Access to safe drinking water remains one of the most urgent daily challenges for refugee households in Nakivale Refugee Settlement. For many families, water is not simply a basic need; it is connected to health, safety, dignity, protection, and the ability of women and children to live with fewer daily burdens.
A recent baseline assessment conducted by the Association of Refugee Women in Uganda among female beneficiaries in Nakivale revealed that many households depend on several water sources at the same time. While some families use tap or piped water, many also rely on unsafe sources such as surface water, rainwater, open wells, and boreholes.
This mixed use of improved and unimproved water sources exposes households to contamination and increases the risk of waterborne diseases.
The daily burden of collecting water
The challenge is made worse by the time and effort required to collect water. Many women and children spend between 30 minutes and one hour per trip searching for water.
This daily burden reduces time for income-generating activities, education, childcare, rest, and other household responsibilities. Children, especially girls, are often involved in water collection, placing them at risk and raising serious protection concerns.
Why treatment remains inconsistent
Water treatment remains another major challenge. Although some households boil water, this method is not always consistent because it requires firewood, time, and energy.
Some families do not treat their water at all, either because they cannot afford the cost of boiling or because they believe treatment is unnecessary. As a result, unsafe water continues to affect household health.
The survey found that many households had recently experienced water-related illnesses, including stomach pain, diarrhea, and typhoid.
These illnesses are preventable, yet they continue to affect families because safe water solutions are still limited. Even where water is stored in closed containers, contamination can still occur through unsafe sources, poor handling, or dipping practices.

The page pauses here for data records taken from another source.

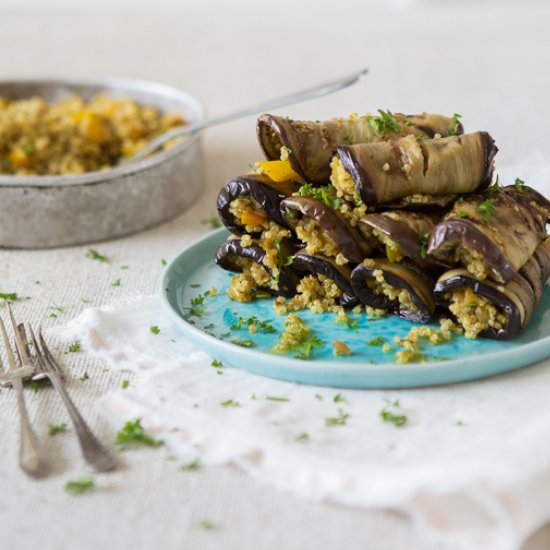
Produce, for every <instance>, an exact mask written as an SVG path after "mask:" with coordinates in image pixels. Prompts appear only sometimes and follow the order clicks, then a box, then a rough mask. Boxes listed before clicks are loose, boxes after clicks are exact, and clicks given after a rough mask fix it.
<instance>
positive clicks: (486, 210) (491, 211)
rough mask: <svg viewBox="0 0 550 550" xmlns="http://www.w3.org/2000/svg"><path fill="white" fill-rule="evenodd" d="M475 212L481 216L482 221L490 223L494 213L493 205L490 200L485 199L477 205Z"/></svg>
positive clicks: (491, 201)
mask: <svg viewBox="0 0 550 550" xmlns="http://www.w3.org/2000/svg"><path fill="white" fill-rule="evenodd" d="M477 210H478V211H479V212H481V213H482V214H483V221H485V222H490V221H491V218H492V217H493V214H494V213H495V205H494V204H493V201H492V200H491V199H487V200H485V201H483V202H480V203H479V204H478V205H477Z"/></svg>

For refugee women, the water crisis is both a health issue and a gender issue.
The burden carried by women
Women are often responsible for collecting, storing, treating, and managing water at household level. When safe water is not available, women carry the burden of caring for sick children, spending extra time collecting water, and finding ways to protect their families from disease.
A practical household-level response
AORW-U’s planned household water filter intervention responds directly to these challenges. Water filters can help families access safer drinking water at home, reduce reliance on boiling, lower household exposure to waterborne diseases, and ease the burden on women and children.
However, providing filters alone is not enough. Communities also need training on filter use, maintenance, hygiene, safe storage, and the importance of consistent water treatment.
Building healthier and safer households
The baseline findings clearly show that improving access to safe water in Nakivale requires practical, household-level solutions combined with community education and follow-up support.
By addressing unsafe water sources, treatment barriers, and knowledge gaps, AORW-U aims to support healthier, safer, and more resilient refugee households.